Appellant was tried by a judge sitting without a jury and was convicted of theft by deception. Post-verdict motions were denied and appellant was sentenced to two years probation and ordered to pay restitution and costs. The issue on this appeal is whether evidence was sufficient to sustain the conviction.
Viewed in the light most favorable to the Commonwealth as the verdict winner, see Commonwealth v. Burton, 450 Pa. 532, 301 A.2d 599 (1973), the evidence was as follows: On May 5,1975, Dorothy and Leo Wincek entered into a written contract with appellant, trading as Overbrook Construction Co., under which appellant agreed for the sum of $3322 to build an addition to the rear of the Wincek residence. An initial payment of $1,017 was made to appellant. He purchased some materials and had his workers dig and put in a footer and put up a floor on stilts. No foundation was laid, and after the floor was put up, appellant did not return to *413complete the work. The expenses he incurred for the work that he did complete amounted to $337. The Winceks repeatedly called appellant to ask him to complete the work, but he never returned their calls. The Winceks finally hired another contractor who completed the work at an additional cost.

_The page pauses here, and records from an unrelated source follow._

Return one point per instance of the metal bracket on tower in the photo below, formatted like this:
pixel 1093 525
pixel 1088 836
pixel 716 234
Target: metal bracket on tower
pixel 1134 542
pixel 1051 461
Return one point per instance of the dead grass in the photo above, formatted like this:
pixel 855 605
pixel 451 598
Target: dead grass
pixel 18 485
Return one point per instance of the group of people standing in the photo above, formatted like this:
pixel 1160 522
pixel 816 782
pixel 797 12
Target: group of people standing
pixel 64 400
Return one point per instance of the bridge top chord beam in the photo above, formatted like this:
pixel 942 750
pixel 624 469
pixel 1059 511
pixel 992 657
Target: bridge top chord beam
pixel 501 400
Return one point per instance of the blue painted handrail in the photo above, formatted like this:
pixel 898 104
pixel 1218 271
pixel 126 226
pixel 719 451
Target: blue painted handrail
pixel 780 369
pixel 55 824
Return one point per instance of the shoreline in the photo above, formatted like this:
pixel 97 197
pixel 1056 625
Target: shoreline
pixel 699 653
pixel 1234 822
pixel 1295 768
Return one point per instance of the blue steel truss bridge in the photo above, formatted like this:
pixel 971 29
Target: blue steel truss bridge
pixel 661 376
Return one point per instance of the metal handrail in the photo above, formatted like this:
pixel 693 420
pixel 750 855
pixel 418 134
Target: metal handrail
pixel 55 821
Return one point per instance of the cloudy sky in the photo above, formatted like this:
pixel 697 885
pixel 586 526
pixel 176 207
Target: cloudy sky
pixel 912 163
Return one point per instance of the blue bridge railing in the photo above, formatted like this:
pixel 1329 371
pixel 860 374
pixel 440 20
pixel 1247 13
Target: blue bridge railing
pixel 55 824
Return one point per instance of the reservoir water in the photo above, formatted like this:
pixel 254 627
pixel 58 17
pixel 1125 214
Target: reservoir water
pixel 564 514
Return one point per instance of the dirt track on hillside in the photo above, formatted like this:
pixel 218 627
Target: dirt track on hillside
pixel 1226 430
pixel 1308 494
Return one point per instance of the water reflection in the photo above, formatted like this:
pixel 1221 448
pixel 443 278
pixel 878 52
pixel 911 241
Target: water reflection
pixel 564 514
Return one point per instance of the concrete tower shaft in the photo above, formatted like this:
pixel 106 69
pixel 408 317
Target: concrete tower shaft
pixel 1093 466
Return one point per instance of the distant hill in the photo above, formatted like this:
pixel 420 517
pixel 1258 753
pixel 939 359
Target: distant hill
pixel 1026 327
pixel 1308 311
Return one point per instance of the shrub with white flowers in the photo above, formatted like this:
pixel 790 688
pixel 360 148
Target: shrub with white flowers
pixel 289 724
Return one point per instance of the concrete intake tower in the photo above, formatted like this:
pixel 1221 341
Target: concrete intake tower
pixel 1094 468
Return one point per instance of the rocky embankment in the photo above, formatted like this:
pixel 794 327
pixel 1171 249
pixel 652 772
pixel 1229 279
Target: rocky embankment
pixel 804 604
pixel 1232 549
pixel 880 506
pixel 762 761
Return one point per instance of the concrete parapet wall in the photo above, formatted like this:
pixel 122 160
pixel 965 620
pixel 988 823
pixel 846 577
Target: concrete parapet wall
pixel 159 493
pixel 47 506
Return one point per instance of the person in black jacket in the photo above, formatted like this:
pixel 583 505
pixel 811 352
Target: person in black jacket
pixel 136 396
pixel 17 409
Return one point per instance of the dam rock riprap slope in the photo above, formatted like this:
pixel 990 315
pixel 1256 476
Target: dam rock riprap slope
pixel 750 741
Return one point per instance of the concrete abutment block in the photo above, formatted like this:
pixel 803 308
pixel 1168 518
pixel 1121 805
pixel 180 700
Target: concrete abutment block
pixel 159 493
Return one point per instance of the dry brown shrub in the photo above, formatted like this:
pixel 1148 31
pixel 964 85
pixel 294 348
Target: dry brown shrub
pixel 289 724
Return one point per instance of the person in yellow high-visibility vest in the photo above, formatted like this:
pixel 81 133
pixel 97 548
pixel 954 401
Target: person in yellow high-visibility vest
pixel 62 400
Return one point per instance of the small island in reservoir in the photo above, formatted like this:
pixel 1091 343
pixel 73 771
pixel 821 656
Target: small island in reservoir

In deciding a sufficiency of evidence claim we view the evidence and all the reasonable inferences arising from it in the light most favorable to the Commonwealth and then ask whether it was sufficient to prove beyond a reasonable doubt that the defendant is guilty of the crimes of which he has been convicted. See Commonwealth v. Steward, 263 Pa.Super. 191, 198-200, 397 A.2d 812, 815-16 (1979). Even when viewed in accordance with this principle, it is clear that the evidence in this case was not sufficient to sustain the conviction.

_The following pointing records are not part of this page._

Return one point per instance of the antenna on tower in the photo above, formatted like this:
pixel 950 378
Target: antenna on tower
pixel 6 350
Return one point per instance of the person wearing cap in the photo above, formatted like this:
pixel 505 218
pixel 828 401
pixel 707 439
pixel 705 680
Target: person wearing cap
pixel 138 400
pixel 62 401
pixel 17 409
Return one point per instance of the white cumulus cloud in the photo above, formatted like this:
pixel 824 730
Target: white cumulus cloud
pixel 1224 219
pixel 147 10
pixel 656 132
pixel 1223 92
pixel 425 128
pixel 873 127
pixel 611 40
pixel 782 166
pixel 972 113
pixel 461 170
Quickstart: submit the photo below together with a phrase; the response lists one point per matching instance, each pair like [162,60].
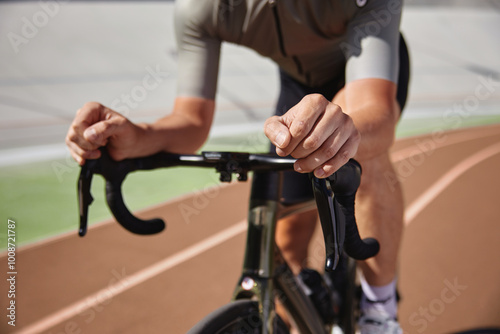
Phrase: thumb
[277,132]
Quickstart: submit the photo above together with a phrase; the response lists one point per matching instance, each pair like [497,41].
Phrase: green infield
[41,197]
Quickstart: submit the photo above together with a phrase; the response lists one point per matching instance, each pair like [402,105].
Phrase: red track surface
[115,282]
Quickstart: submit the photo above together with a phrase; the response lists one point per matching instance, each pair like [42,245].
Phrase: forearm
[373,108]
[376,125]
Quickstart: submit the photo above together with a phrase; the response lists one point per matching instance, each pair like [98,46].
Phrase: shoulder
[195,13]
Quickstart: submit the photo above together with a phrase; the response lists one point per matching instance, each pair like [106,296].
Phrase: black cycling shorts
[296,186]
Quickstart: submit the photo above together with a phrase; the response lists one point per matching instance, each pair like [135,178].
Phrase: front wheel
[238,317]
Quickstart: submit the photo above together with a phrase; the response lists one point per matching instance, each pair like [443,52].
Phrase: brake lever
[84,195]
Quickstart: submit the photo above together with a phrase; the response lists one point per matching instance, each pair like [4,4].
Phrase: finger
[99,132]
[301,119]
[278,133]
[80,155]
[335,147]
[327,125]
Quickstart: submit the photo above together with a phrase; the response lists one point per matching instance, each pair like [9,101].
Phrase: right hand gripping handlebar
[334,195]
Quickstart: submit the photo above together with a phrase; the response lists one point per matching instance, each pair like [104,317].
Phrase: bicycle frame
[266,274]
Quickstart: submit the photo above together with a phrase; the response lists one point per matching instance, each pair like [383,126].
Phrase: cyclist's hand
[95,126]
[317,133]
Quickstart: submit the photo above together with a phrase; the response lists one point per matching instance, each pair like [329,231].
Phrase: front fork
[266,275]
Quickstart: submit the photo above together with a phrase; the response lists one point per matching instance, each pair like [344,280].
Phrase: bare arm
[323,135]
[371,103]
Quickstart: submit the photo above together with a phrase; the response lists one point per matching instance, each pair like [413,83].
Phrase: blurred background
[57,55]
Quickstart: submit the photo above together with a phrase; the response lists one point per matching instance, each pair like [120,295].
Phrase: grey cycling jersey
[313,41]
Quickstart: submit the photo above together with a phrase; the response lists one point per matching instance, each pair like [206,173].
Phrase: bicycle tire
[238,317]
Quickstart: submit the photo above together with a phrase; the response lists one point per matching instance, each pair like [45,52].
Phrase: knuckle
[312,142]
[92,105]
[330,151]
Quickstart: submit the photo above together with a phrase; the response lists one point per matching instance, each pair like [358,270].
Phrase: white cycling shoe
[376,321]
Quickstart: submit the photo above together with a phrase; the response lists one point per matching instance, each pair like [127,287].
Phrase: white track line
[133,280]
[104,294]
[418,205]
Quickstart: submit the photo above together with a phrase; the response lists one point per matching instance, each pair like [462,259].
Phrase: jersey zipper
[296,60]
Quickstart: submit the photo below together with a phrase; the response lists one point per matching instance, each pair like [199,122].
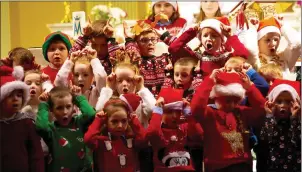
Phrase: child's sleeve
[43,126]
[92,137]
[63,74]
[87,111]
[34,149]
[293,50]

Theft by deception is defined in pertinent part as follows:
(a) Offense defined. — A person is guilty of theft if he intentionally obtains or withholds property of another by deception. A person deceives if he intentionally:
(1) creates or reinforces a false impression, including false impressions as to law, value, intention or other state of mind; but deception as to a person’s intention to perform a promise shall not be inferred from the fact alone that he did not subsequently perform the promise; 18 Pa.C.S. § 3922 (emphasis added).
Thus in order to sustain a conviction, the Commonwealth was required to prove beyond a reasonable doubt that when appellant received the initial payment from the Winceks, he did not intend to perform his part of the contract. See Commonwealth v. Gallo, 473 Pa. 186, 373 A.2d 1109 (1977).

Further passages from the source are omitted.